Vibe code benchmark

Summary

I compared Cursor and Claude Code on a set of coding challenges, giving them access to external documentation in 4 different ways: an llm.txt file (with and without optimized descriptions), a vector database, and direct context stuffing. A well-crafted (optimized) llms.txt file paired with Claude Code outperformed all other approaches. llms.txt leverages reasoning the in the retrieval step, allowing the LLM to pick and choose specific documents to retrieve.

Challenge

Code agents like Cursor and Claude Code are transforming software development. Protocols like MCP (Model Context Protocol) connect these agents with external data sources. I was curious about the performance of different code agents and the various ways to connect them with data.

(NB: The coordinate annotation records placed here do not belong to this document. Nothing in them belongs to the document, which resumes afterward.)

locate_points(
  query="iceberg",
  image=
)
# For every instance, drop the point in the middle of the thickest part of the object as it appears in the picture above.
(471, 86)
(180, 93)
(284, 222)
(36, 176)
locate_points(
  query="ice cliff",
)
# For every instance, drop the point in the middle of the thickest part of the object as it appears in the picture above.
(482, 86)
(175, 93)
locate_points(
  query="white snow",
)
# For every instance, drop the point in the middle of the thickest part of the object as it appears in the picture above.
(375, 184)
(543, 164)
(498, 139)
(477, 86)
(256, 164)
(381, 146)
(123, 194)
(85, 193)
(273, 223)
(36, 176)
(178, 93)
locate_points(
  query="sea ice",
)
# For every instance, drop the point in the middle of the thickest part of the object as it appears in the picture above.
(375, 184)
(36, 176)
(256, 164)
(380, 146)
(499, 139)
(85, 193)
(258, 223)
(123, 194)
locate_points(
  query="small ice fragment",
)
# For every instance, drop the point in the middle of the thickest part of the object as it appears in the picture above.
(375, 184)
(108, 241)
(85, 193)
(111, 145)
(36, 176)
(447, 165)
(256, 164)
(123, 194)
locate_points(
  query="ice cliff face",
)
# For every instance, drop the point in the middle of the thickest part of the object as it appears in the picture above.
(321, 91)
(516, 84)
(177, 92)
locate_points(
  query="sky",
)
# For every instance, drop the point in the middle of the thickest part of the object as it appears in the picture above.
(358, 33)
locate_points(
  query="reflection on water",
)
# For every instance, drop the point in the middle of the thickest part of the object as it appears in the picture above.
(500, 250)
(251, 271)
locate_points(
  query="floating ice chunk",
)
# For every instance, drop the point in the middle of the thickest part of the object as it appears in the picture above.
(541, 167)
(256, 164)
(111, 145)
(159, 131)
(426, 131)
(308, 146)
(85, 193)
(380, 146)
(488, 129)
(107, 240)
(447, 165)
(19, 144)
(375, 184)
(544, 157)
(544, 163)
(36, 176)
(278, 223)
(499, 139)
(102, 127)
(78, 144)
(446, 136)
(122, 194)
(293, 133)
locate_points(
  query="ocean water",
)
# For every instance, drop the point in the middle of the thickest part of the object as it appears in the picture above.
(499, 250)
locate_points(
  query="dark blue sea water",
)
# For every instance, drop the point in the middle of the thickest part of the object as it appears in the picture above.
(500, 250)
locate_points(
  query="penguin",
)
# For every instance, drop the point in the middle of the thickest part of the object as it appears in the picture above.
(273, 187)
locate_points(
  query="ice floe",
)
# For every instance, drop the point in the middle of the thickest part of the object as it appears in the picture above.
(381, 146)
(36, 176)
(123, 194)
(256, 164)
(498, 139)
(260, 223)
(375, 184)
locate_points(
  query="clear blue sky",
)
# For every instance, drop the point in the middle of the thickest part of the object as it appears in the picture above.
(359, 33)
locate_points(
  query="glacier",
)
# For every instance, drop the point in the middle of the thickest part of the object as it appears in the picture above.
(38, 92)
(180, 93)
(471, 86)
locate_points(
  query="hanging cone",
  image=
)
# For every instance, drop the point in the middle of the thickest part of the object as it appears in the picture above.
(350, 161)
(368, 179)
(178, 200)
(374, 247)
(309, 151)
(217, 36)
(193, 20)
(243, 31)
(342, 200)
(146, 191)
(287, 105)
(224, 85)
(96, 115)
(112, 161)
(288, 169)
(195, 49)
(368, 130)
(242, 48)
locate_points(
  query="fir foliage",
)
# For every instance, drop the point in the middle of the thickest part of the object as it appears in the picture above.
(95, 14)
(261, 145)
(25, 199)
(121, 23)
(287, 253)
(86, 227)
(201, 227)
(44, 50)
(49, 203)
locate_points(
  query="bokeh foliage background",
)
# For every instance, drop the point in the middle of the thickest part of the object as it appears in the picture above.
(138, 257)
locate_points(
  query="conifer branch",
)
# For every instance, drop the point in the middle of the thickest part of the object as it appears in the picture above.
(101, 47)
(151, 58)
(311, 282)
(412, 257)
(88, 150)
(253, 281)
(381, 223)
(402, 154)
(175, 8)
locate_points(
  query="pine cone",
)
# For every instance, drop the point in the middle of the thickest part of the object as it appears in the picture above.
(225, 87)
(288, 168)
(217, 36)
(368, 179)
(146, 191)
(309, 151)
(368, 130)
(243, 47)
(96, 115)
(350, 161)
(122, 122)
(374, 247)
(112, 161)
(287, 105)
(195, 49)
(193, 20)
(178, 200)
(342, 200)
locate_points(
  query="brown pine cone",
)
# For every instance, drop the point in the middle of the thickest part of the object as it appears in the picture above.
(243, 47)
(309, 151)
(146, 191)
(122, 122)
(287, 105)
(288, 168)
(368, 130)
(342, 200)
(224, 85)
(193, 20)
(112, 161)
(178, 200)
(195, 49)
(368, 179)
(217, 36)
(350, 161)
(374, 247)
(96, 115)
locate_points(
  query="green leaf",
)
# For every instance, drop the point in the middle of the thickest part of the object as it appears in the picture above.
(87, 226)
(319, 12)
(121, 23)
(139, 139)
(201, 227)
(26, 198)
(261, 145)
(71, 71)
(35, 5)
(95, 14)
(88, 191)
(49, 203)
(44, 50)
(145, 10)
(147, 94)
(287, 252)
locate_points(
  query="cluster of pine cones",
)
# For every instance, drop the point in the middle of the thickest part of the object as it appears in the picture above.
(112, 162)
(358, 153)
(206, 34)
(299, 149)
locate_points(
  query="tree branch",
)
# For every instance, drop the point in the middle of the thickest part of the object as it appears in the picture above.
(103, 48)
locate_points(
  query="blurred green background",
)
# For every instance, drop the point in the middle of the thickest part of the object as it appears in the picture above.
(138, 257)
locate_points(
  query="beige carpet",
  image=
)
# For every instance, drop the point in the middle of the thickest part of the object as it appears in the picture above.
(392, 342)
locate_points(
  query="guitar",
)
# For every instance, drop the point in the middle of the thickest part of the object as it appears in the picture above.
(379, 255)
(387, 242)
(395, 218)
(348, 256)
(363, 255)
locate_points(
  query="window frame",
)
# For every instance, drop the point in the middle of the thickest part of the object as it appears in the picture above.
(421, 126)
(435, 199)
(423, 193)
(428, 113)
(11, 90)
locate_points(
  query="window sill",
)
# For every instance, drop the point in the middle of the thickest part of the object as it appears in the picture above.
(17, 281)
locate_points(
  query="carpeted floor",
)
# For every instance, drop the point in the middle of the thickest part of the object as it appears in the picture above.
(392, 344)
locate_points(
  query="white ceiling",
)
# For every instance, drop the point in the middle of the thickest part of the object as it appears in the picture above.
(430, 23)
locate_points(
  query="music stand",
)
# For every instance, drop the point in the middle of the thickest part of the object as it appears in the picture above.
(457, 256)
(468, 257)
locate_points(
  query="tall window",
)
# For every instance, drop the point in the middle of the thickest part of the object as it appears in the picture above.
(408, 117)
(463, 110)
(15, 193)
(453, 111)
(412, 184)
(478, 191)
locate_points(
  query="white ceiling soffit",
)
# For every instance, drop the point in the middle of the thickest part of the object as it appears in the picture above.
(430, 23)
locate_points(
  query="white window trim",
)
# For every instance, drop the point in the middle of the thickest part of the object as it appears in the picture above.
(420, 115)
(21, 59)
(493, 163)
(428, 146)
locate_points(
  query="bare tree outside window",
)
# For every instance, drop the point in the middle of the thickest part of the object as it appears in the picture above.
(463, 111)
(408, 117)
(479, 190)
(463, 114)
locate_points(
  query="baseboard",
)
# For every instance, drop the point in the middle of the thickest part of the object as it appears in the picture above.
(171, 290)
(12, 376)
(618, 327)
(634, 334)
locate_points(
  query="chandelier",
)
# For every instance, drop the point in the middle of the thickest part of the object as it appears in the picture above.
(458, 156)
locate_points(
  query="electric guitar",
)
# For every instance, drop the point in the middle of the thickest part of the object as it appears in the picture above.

I selected 5 code questions (see prompts here) that require LangGraph documentation (~260k tokens). For each question, I prompted Claude Code and Cursor and allowed them to complete the task autonomously (by accepting all tool calls / diffs aka “vibe coding”). I gave them access to LangGraph documentation in different ways:

Context Stuffing: I gave all LangGraph docs (~260k tokens) to the code agent.
Standard llms.txt: llms.txt files provide background information, links, and page descriptions to LLMs. I gave the code agent an MCP server with access to the LangGraph llms.txt file and a URL loader tool.
Optimized llms.txt: I used an LLM to re-write the LangGraph llms.txt file with clearer, more consistent URL descriptions and gave this to the code agent via an MCP server.
Vector Database: I built a vector database of the LangGraph documentation (8k token chunks, k=3, OpenAI text-embedding-3-large) and gave it to the code agent via an MCP server for semantic search.

Evaluation

Each of the 5 code question prompts instructed the agent to generate a script, which I evaluated:

Import Success (0-1 points): Can the code be imported without errors?
Run Success (0-1 points): Does the script run without error?
LLM Quality Score (0-1 points): Does the output meets the challenge requirements?
Deployment Score (0-0.5 points): Can the code be deployed?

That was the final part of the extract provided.